A dirlo ufficialmente ora sono anche i numeri: la frontiera di Chiasso e, più in generale, i valichi del Canton Ticino non sono più un passaggio privilegiato attraverso cui raggiungere il nord Europa. Non che ci fosse bisogna dei numeri per scoprirlo; è sufficiente frequentare le stazioni di Como San Giovanni e di Chiasso per rendersi conto di come il passaggio di persone intenzionate ad entrare irregolarmente in Svizzera non sia lontanamente paragonabile non solo ai picchi dell’emergenza del 2016, ma anche ai numeri registrati negli anni successivi.

Il report diffuso da Berna la scorsa settimana e, più precisamente, dall’Amministrazione federale delle dogane parla di 12.927 tentativi di passaggio (ovvero una persone potrebbe essere conteggiata più volte, una per ogni tentativo effettuato) a fronte dei 16.563 del 2018 e dei quasi 50 mila (48.838 per l’esattezza) del 2016.

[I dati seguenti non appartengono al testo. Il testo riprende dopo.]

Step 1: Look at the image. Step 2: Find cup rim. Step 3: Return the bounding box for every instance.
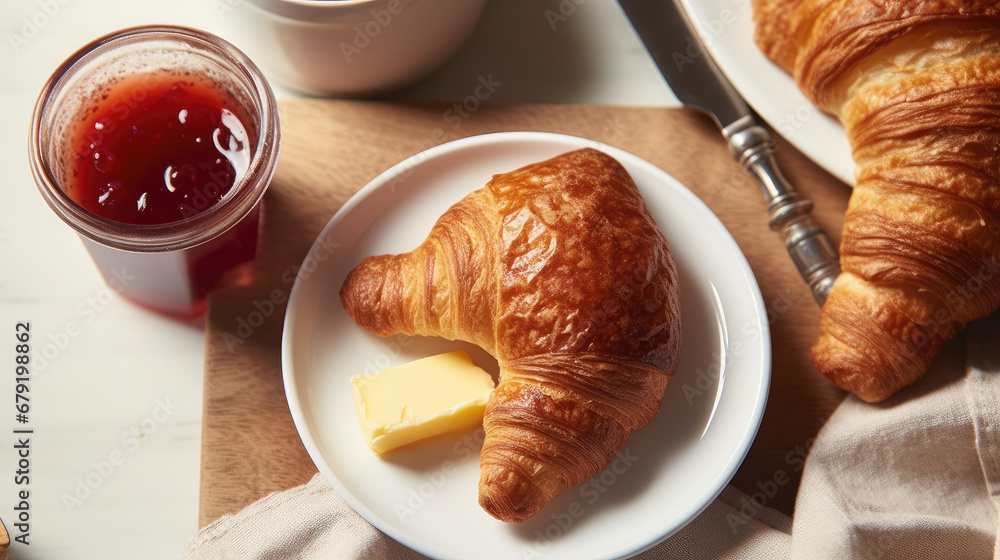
[28,25,281,253]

Se guardiamo i dati relativi alla regione IV, quella comprendente il Canton Ticino, i numeri sono ancora più bassi: nel 2019 i tentativi di passaggio sono stati complessivamente 3.474 per un totale di 3.160 persone intercettate e, successivamente, riammesse in Italia.

I dati complessivi parlano di 5575 riammissioni a livello nazionale di cui 3319 ai valichi del Ticino.

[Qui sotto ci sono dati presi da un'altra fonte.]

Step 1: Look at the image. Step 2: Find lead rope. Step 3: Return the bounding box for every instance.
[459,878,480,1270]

Anche in questo caso è utile un confronto con il 2016 quando, nei mesi più caldi della crisi, quasi 7500 al mese di cui oltre seimila solo ai valichi del Ticino.

Numeri ai minimi dunque: per fare un paragone con gli anni precedenti al 2016, siamo a livelli minori anche rispetto a quelli non solo del 2015 (31.038), ma anche del 2014 (14.265).

Per quanto riguarda le nazionalità, concentrandoci sul Ticino, le persone fermate provenivano principalmente da Nigeria, Gambia, Algeria, Pakistan e Marocco.

Numeri che parlano di una realtà ben diversa da quella di alcuni anni fa, quando l’attenzione dei media di tutta Europa si era concentrata su Como, ma che non deve trarci in inganno.

Gli arrivi in città, seppur con numeri ridotti, continuano e sono spesso legati ad una mobilità interna all’Italia da parte di persone (migranti, ma anche italiani) rimasti senza accoglienza.